Modern & Post-War British Art
Modern & Post-War British Art
Auction Closed
November 20, 12:36 PM GMT
Estimate
300,000 - 500,000 GBP
Lot Details
Description
HENRY MOORE
1898-1986
MAQUETTE FOR MOTHER AND CHILD WITH APPLE
bronze
height: 17cm.; 6¾in.
Conceived and cast in 1956 in an unnumbered edition of 9 plus 1 Artist's Cast.
Lord Kenneth Clark, London
His Estate sale, Sotheby's Parke Bernet & Co., London, 27th June 1984, lot 60, where acquired by the previous owner
Their sale, Christie's New York, 6th November 2013, lot 462, where acquired by the present owner
Alan Bowness (ed.), Henry Moore, Complete Sculpture 1964-73, Vol. 4, Lund Humphries, London, 1977, Addendum to Catalogue 1955-64, cat. no.406a, p.31;
William S. Liberman, Henry Moore, 60 Years of His Art, Thames & Hudson, London, 1983, illustrated p.80 (another cast);
Alan Bowness (ed.), Henry Moore, Complete Sculpture 1955-1964, Vol. 3, Lund Humphries, London, 1986, cat. no.406a (another cast);
John Hedgecoe, Henry Moore, A Monumental Vision, Collins & Brown, London, 1998, cat. no.373, illustrated p.220 (another cast).

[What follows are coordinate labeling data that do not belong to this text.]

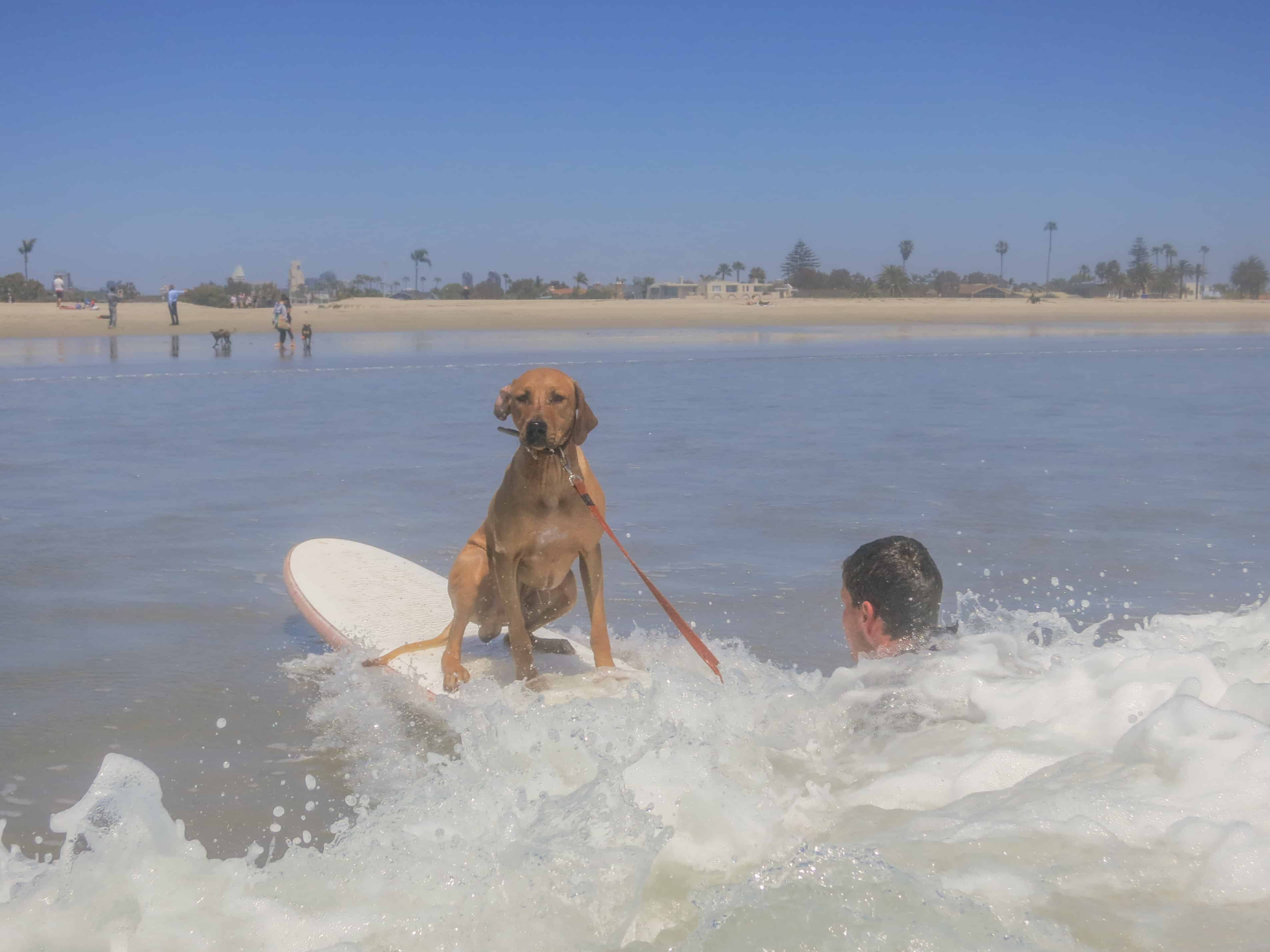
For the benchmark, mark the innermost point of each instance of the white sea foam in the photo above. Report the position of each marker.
(1024, 787)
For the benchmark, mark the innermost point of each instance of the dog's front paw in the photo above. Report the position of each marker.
(455, 673)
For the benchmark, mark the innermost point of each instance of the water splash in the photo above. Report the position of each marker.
(1028, 786)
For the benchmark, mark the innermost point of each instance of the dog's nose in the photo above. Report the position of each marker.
(537, 431)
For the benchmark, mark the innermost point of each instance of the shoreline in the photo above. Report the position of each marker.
(872, 318)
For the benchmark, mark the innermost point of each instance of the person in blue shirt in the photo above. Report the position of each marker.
(172, 304)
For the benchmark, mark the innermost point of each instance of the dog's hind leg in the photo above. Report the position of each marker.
(413, 647)
(542, 609)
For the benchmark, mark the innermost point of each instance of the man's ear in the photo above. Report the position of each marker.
(504, 403)
(874, 629)
(584, 421)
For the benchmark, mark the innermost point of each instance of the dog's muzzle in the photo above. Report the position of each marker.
(537, 433)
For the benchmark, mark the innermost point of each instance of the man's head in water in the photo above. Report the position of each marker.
(891, 597)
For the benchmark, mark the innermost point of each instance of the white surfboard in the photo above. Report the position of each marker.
(361, 597)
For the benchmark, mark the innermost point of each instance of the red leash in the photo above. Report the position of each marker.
(685, 629)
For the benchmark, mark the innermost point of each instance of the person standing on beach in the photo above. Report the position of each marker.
(282, 322)
(172, 304)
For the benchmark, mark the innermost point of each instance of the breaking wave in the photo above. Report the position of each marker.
(1025, 786)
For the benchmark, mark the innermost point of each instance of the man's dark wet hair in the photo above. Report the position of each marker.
(900, 578)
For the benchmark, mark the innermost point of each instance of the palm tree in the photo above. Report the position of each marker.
(893, 278)
(25, 249)
(906, 249)
(1002, 247)
(1185, 269)
(420, 257)
(1051, 228)
(1250, 277)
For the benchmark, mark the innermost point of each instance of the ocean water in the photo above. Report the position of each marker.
(1086, 766)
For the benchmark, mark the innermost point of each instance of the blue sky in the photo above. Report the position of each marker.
(169, 143)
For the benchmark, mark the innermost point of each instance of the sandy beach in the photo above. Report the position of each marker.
(1070, 315)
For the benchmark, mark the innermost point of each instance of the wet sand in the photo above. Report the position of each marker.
(934, 316)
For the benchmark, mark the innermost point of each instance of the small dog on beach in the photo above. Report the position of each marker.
(517, 568)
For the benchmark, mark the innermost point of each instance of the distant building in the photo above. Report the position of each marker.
(717, 290)
(724, 290)
(985, 291)
(665, 290)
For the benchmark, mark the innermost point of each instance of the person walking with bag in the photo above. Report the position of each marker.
(282, 324)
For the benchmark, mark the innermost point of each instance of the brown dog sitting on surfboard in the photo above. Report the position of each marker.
(517, 568)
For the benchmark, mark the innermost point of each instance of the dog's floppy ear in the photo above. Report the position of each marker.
(584, 419)
(504, 404)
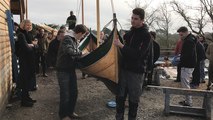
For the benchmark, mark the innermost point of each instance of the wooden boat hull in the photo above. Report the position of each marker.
(88, 44)
(103, 62)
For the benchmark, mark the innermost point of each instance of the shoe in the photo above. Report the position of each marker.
(33, 89)
(176, 80)
(26, 104)
(45, 75)
(193, 86)
(66, 118)
(74, 116)
(203, 81)
(183, 103)
(31, 100)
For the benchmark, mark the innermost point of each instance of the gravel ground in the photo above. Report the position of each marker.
(91, 104)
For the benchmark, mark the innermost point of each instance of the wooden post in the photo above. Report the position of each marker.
(26, 9)
(82, 11)
(98, 21)
(167, 102)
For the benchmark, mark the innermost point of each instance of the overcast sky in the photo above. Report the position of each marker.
(57, 11)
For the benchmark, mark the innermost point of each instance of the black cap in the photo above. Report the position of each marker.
(182, 29)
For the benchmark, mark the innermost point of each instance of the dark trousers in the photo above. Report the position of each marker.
(178, 72)
(196, 75)
(210, 72)
(43, 63)
(129, 83)
(68, 92)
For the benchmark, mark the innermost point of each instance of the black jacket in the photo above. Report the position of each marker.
(136, 44)
(188, 58)
(67, 53)
(53, 52)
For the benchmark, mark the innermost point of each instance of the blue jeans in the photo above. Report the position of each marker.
(202, 73)
(68, 92)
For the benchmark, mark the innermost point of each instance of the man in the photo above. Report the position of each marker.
(134, 50)
(209, 55)
(53, 49)
(177, 53)
(71, 20)
(66, 74)
(154, 53)
(188, 60)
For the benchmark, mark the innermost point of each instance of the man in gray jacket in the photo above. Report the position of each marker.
(66, 74)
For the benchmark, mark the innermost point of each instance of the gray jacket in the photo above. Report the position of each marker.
(67, 53)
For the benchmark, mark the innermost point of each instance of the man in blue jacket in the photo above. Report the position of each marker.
(188, 60)
(134, 53)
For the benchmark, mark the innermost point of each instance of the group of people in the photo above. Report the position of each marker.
(136, 56)
(33, 49)
(193, 52)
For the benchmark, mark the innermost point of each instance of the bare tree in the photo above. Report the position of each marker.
(208, 6)
(150, 16)
(194, 23)
(164, 22)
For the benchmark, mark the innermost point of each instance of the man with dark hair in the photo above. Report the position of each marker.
(188, 60)
(53, 49)
(134, 50)
(71, 21)
(65, 66)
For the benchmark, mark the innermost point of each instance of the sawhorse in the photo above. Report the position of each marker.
(205, 111)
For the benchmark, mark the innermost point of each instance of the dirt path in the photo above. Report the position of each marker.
(91, 104)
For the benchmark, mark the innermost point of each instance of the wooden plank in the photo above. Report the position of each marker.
(167, 103)
(2, 14)
(183, 91)
(5, 5)
(7, 2)
(2, 20)
(3, 27)
(3, 33)
(195, 111)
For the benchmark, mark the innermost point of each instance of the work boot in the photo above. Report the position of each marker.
(119, 116)
(120, 108)
(133, 108)
(25, 103)
(29, 99)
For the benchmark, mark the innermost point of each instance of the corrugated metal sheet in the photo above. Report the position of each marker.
(5, 56)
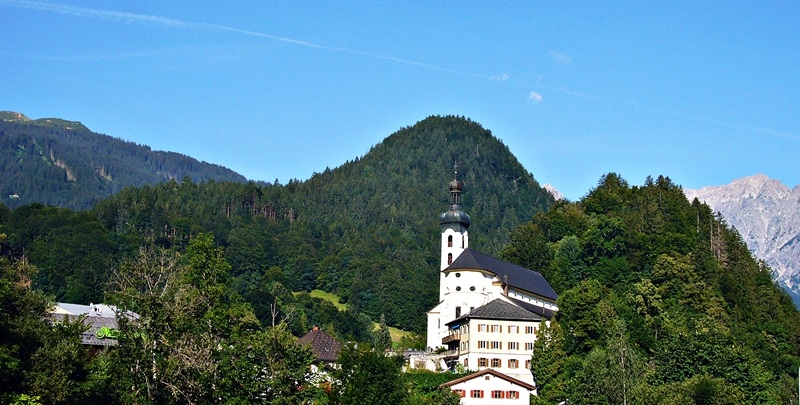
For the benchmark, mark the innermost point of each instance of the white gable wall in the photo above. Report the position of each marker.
(488, 384)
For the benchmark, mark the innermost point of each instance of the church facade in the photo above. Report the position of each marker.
(489, 310)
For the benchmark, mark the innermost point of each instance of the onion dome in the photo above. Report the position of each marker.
(455, 218)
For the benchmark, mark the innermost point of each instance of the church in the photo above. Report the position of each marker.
(488, 313)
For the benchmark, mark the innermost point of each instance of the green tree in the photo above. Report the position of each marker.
(381, 337)
(368, 377)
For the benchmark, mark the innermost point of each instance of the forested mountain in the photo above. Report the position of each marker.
(660, 302)
(367, 231)
(62, 163)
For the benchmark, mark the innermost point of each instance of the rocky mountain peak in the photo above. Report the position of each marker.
(767, 215)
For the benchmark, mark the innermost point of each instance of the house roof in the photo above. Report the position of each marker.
(325, 347)
(544, 313)
(499, 309)
(101, 330)
(516, 276)
(492, 372)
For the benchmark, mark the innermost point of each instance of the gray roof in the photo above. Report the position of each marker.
(498, 309)
(543, 312)
(493, 372)
(100, 328)
(516, 276)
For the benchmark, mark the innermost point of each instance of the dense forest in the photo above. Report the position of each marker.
(62, 163)
(366, 231)
(660, 303)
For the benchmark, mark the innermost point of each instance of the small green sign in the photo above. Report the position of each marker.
(107, 333)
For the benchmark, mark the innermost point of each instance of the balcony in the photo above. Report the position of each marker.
(456, 337)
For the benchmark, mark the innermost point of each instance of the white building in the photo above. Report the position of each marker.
(489, 310)
(489, 387)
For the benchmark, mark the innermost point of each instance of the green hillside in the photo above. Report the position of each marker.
(659, 302)
(62, 163)
(366, 231)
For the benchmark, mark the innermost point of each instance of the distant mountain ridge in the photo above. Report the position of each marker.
(767, 215)
(62, 163)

‘Whenever I write to you nowadays it seems to be to thank you for something you’ve done for me’ (Henry Moore, Letter to Sir Kenneth Clark, 26th March 1939, p.1 Tate Archive TGA 8812/1/3/2033)
The present work is registered with the Henry Moore Foundation as LH 406a, and is sold together with a corresponding letter from the HMF.
It is significant that the first owner of the present work was Kenneth Clark who, more than any other person, had a fundamental impact on Henry Moore’s career. Clark purchased drawings from Moore’s first solo exhibition at the Warren Gallery in 1928. Moore and Clark were to become very close friends, and Clark’s wife Jane was made godmother to Moore’s daughter Mary. Clark was to continue to collect Moore’s work throughout his lifetime, adding a series of Henry Moore maquettes to his collection, including the present work.
Clark was instrumental in reintroducing Moore to the Rosenberg and Helft Gallery, London (Picasso’s Parisian dealer) and played a pivotal role in certain museum purchases: advising Moore on the price he should accept for the purchase of a work by the Museum of Modern Art, New York and playing an instrumental role in the Tate Gallery’s acquisition of Moore’s Recumbent Figure as well as the acquisition by the Albright Art Gallery, Buffalo, of Moore’s elmwood Reclining Figure of 1935–6. This was all prior to the Second World War when he proposed and became chair of the government’s War Artist’s Committee, established to provide income and protection for artists as well as a record of the conflict. Moore’s shelter drawings created for this purpose would be radically transform his reputation (see lot 7).